Wiedemann was handsome, with black wavy hair, chiseled features, a powerful jaw, and a boxer's physique. Fluent in many languages, shrewdly intelligent, he was the toast of society on both sides of the Atlantic. The princess had been quite pretty as a young woman but had not aged well. The addition of years had filled out her figure and rendered her features far less attractive. Nevertheless, she had immense charm and vivacity; she was witty, sparkling, high-strung,
and wonderful company. She was also one of the most dangerous women in Europe.In the early 1930s, Wiedemann and Stefanie were entirely devoted to Hitler and I.G. Farben's AO. They were friendly with Lord Rothermere, British millionaire-owner of the London Daily Mail, who gave the princess a total of $5 million in cash to assist in Hitler's rise to power. She was less successful in France, which deported her in 1934 for scheming against an alliance between France and Poland that might have helped protect Europe from Nazi encroachment. She formed a close friendship with Otto Abetz, the smooth Nazi represen¬tative in Paris who later became ambassador and was so helpful in the fall of France. In 1938 the princess arranged a meeting between Wiedemann and Lord Halifax, the British Foreign Minister, in London, the purpose of which was to determine Halifax's and Chamberlain's attitude to Hitler. The mission was successful. As the princess had promised, Halifax told Wiedemann that the British government was in sympathy with Hitler and that he had a vision that "Hitler would ride in triumph through the streets of London in the royal carriage along with King George VI...

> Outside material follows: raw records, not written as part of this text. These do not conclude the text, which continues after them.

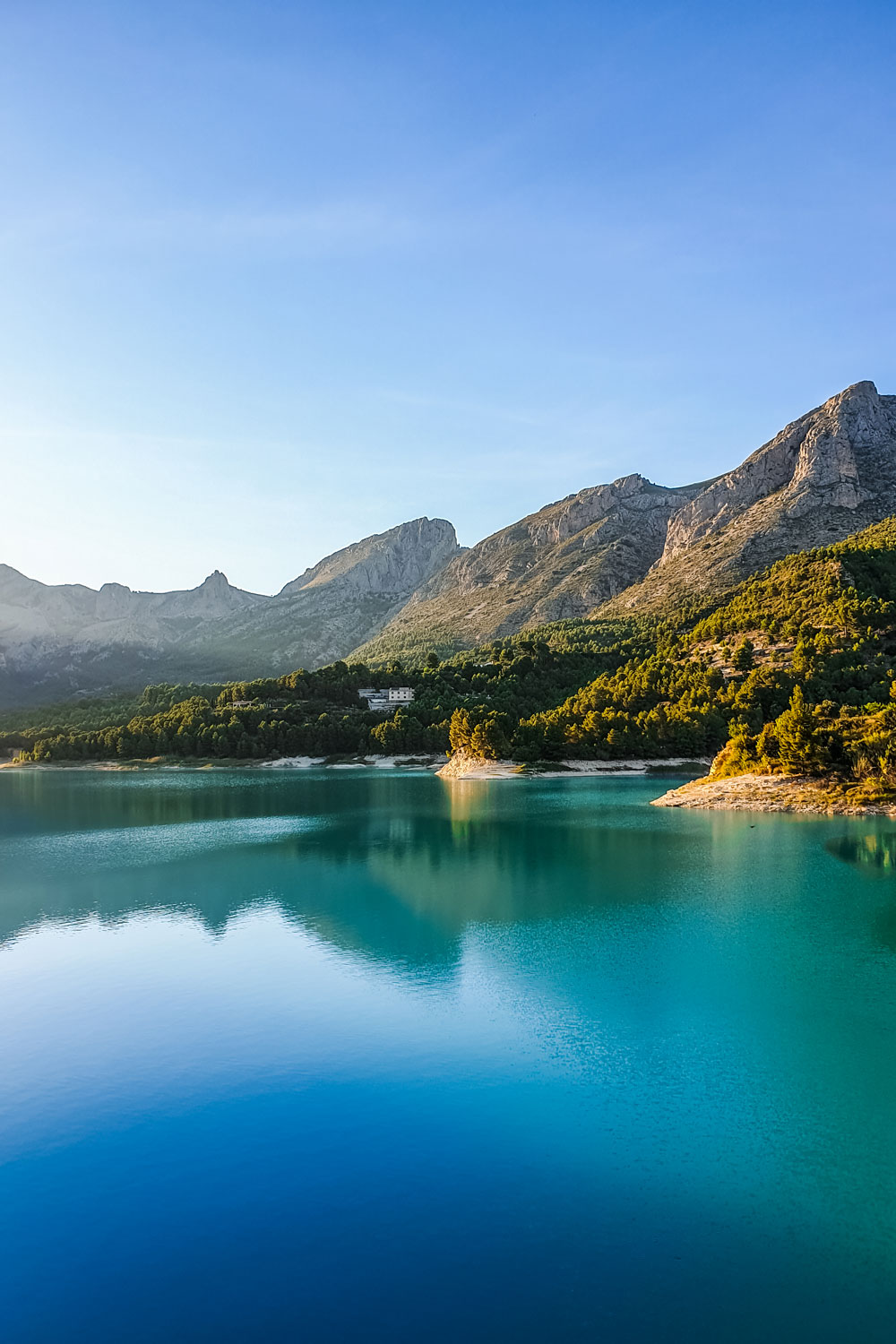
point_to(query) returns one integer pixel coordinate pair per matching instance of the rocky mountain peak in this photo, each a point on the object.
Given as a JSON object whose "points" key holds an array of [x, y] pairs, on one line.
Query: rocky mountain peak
{"points": [[839, 456], [389, 562]]}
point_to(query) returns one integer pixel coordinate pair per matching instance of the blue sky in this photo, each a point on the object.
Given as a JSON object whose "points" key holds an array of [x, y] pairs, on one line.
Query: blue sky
{"points": [[276, 276]]}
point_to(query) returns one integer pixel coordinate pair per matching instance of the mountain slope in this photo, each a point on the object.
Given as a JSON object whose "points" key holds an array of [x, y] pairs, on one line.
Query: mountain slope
{"points": [[554, 564], [638, 547], [328, 610], [825, 476], [56, 640]]}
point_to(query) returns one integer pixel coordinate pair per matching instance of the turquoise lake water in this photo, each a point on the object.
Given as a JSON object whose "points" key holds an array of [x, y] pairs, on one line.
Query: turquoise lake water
{"points": [[360, 1055]]}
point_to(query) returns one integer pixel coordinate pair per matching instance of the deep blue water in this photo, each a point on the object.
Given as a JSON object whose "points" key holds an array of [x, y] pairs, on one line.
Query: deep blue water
{"points": [[358, 1055]]}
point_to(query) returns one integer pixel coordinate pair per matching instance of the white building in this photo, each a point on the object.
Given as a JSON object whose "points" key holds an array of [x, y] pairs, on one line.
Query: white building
{"points": [[383, 701]]}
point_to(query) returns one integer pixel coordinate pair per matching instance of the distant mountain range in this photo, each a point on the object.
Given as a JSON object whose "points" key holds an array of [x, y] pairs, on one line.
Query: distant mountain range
{"points": [[58, 640], [626, 547]]}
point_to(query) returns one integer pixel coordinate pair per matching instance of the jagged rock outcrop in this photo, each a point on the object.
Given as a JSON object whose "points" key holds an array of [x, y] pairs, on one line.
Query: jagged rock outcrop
{"points": [[339, 604], [556, 564], [634, 546], [59, 639], [829, 473]]}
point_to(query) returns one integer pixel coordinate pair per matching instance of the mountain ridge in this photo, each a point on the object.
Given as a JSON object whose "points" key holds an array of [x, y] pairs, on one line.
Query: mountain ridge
{"points": [[634, 546]]}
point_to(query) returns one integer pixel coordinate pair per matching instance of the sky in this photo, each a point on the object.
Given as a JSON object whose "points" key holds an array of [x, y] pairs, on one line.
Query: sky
{"points": [[277, 276]]}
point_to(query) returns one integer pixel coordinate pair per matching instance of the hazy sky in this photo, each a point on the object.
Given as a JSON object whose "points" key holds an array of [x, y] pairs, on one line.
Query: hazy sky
{"points": [[276, 276]]}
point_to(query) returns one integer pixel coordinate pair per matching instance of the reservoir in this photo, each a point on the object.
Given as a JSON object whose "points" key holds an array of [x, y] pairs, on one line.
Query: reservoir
{"points": [[359, 1055]]}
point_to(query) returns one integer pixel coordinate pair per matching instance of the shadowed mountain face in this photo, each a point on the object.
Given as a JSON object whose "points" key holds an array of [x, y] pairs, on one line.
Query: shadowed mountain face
{"points": [[556, 564], [610, 550], [56, 640], [828, 475], [634, 546]]}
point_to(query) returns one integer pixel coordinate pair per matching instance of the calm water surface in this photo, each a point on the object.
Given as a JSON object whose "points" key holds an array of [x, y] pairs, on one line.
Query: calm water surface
{"points": [[358, 1055]]}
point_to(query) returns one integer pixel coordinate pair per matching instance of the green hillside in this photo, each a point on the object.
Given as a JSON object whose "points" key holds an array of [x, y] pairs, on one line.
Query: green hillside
{"points": [[794, 671]]}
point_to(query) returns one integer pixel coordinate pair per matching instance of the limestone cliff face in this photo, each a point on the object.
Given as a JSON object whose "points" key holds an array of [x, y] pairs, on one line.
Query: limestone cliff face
{"points": [[392, 562], [829, 473], [634, 546], [552, 564]]}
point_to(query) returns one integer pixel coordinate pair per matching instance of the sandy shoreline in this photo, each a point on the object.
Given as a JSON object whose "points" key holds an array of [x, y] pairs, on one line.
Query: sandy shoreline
{"points": [[465, 768], [462, 766], [771, 793]]}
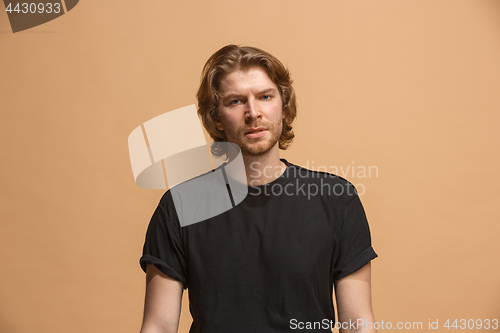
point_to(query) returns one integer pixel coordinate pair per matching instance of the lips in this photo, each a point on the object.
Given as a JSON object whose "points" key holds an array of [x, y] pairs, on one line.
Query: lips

Wiedemann set up the German-American Business League, which had as its rules purchase from Germans only, a boycott of Jewish firms, and the insistence that all employees be Aryans. Financed by Max Ilgner through General Aniline and Film, Wiedemann developed the Business League while pretending to denounce the Associated Bunds organization. Among the members were the owners of 1,036 small firms, including numerous import-export companies, fuel services, dry goods stores, meat markets, and adult and children's dress shops. The League stirred up anti-Jewish feeling, financed secret Nazi military training camps, paid for radio time for Nazi plays, and publicized German goods. It ran lotteries without licenses and sold blue candles to aid its brethren in Poland and Czechoslovakia before those countries were annexed.